There’ll be pennies from heaven for you and me.”
This blog is intended as a kind of testament of remembrance.
Remembrance for the late and possibly once great Canadian Penny.
The reason for doing so, according to the government – so take that for what it’s worth but you can’t take it to the bank and expect pennies in return – is that the little copper discs were too expensive to produce and to turn out one actually costs more than a penny. The savings to the Ottawa fatcats will be $11 million per annum.
Well, come on. Eleven freakin’ million. That’s about the same as the average parliamentarian’s annual pension or the sum that was turned down by NHL hockey bozos.
But, you can’t argue with the minds that percolate in the town with the worst climate in the world.
So, what it all means is that as legal tender the penny is kaput. So, if something has a price list of $1.23 per lb (pardon, per kilogram, I keep forgetting this is Canada) it will from today be $1.25 (in both weight systems). If it is $1.22 or $1.21 it will then be a mere $1.20 until they jack the price up to $1.23 after a few hours so that they can nab 2 extra cents from you.
As much as I sometimes curse the wretched things – especially when I am at a till with Wendy and she insists rather than handing over a $10 bill for something that costs $2.25, that I utilize the 8 and a half pounds of change in my pocket. This invariably leads to me accidentally dumping a few hundred pennies on the floor and prompts the frustrated guy behind me to tap the sidearm he’s carrying as a warning.
That notwithstanding, and as I said, as much as I curse the penny, I’ll miss it. When I was a child, for example, you could get 3 jawbreakers for a penny; a nickel plus two of them would get you a Coke. In other words, in its day, it was currency.
And consider our mythology built around that humble coin:
- the aforementioned ‘pennies from heaven’
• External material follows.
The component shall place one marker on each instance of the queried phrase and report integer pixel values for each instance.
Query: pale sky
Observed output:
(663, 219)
- in for a penny, in for a pound
- penny carnival
- look after your pennies and the dollars will care for themselves
- penny-farthing bicycles – well, I guess they’re a bit passé, too.
- Penny Lane
- Spending a penny
And what of all the girls named Penny? Are they to change their names to Nickel? Just doesn’t work.
O, brave new world – sigh!
You’ll have to forgive the gratuitous photo of actress Kaley Cuoco at the top of the page. You see she plays ‘Penny’ on Big Bang Theory and she’s just a whole lot cuter than a plain old Canadian copper.